- Used for both classification and regression tasks.
- Core idea: Find optimal hyperplane that maximizes margin between classes.
Geometric Interpretation
- There are many hyperplanes that separate positive and negative points.
- We want to find the margin-maximizing hyperplane.

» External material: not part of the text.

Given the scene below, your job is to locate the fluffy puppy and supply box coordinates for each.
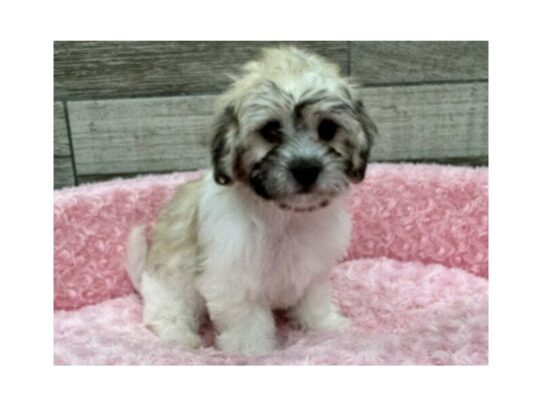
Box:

- Margin is the perpendicular distance between two hyperplanes $H^{+}$ and $H^{-}$.
- Points through which $H^{+}$ or $H^{-}$ pass are called support vectors.
Derivation
- $H$: $w^T x + b = 0$
- $H^{+}$: $w^T x + b = 1$ (positive class boundary)
- $H^{-}$: $w^T x + b = -1$ (negative class boundary)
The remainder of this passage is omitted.